Я пришел в такую ярость, что не знал, что с собой поделать.
— Ты бы простил ему, если бы он бросил свою беременную подругу, а вот то, что он бросил сына…
Я услышал в голосе матери насмешку и понял, что она права, но это ничего не меняло; то, что он видел меня, присматривал за мной, разговаривал и играл со мной и, несмотря на это, меня бросил, было намного обиднее, чем если бы он бросил еще не рожденное дитя. Я был для него не просто некоторой абстракцией, а личностью, и наверняка не менее симпатичной, чем Макс для меня. То, чего я не смог сделать даже по отношению к сыну моей подружки, узнав его поближе, он сделал по отношению к собственному сыну: он лишил сына места в своем сердце и в своей жизни.
Я не повторил свою ошибку и не стал срывать злость на Барбаре. Я сдерживал себя. И только когда мне приходилось иметь дело с оборванным шнурком, с неотправленными письмами и с неловкими руками, я в течение нескольких месяцев замечал, каких сил мне стоило сдерживаться. Но ведь кто ж его знает, что бы я мог натворить, если бы не заставлял себя сдерживаться.
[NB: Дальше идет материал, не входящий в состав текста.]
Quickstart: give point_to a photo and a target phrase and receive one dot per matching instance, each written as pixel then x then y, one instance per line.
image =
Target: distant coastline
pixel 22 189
Летом на горизонте вновь появилась возможность приобрести издательство, однако и этот проект потерпел неудачу. Издательство «Тротта», которое мне очень приглянулось и своим старинным названием, и издательской программой, включавшей в себя литературу от философии до поэзии, и тем, что оно находилось в Потсдаме, снова было перекуплено большой торговой книжной сетью, и все пошло по тому же сценарию: переговоры, поначалу удачные, зашли в тупик, потом владельцев издательства мне было не застать по телефону, а в конце концов на мой звонок ответила секретарша, очень удивившаяся вопросу, ведь, как она сообщила, издательство «Тротта» уже продано неделю назад.
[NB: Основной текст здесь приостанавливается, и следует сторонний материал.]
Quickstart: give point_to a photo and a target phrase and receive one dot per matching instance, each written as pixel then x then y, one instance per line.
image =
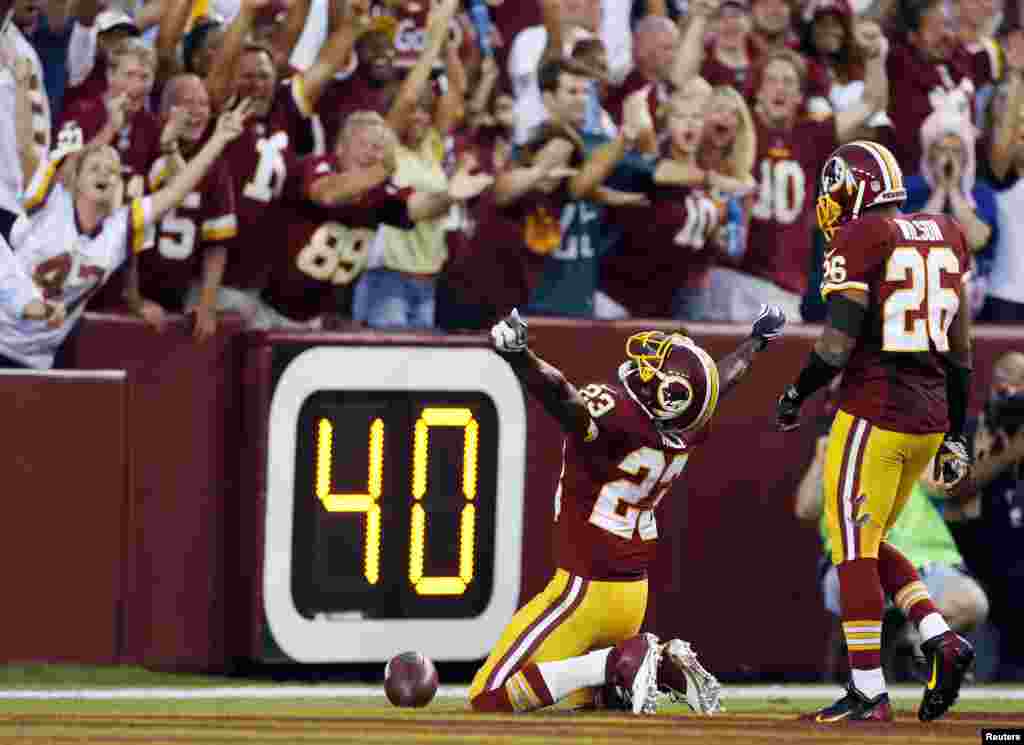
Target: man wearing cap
pixel 367 82
pixel 92 38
Лето прошло нельзя сказать чтобы плохо. Барбара настаивала на том, чтобы мы на выходные опять куда-нибудь выезжали, как раньше, и мы доехали до побережья Балтийского моря, побывали в Висмаре, Ростоке и Грайфсвальде, на полуострове Даре, в дельте Одера, в Гёрлице-на-Нейсе и в городках в верхнем течении Эльбы. Городки и деревушки выглядели скучными и запущенными, но попадались и очаровательные деревни, и городские улицы, с достоинством несшие на стенах своих домов шрамы истории. На окаймленных деревьями и вымощенных булыжником сельских дорогах время словно остановилось; очень редко попадался навстречу трактор, иногда легковушка, иногда грузовик, а когда мы где-нибудь останавливались и выходили из машины, вокруг слышалось только пение птиц и шум ветра. За комбайнами, двигавшимися по полям, шествовали аисты.
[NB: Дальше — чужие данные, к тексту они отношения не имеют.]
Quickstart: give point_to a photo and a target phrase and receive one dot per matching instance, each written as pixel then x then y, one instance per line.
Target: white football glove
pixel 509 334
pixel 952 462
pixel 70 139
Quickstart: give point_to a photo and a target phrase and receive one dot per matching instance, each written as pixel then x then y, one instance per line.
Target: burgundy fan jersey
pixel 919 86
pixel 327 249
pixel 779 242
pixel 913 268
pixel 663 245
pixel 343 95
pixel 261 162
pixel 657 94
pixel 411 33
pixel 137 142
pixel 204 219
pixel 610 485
И у меня, и у Барбары было такое чувство, что и для нас время остановилось несколько лет назад. Сначала мы только пытались возродить старые привычки, в любую минуту готовые отказаться от них, если они покажутся неуместными. Однако они пришлись очень к месту. Мы понарошку толкались, когда вместе пользовались ванной комнатой, мы приплясывая бегали из спальни в ванную и обратно, мы читали вслух стихи Гернхардта, мы вместе молчали, — все это было нам по душе, как было по душе прежде, и все было так, будто это никогда не прерывалось.
Однажды ночью я вдруг заговорил. Это произошло непроизвольно, без предварительной подготовки. Возможно, во мне просто накопилось много всего, и я не мог сдержать это в себе.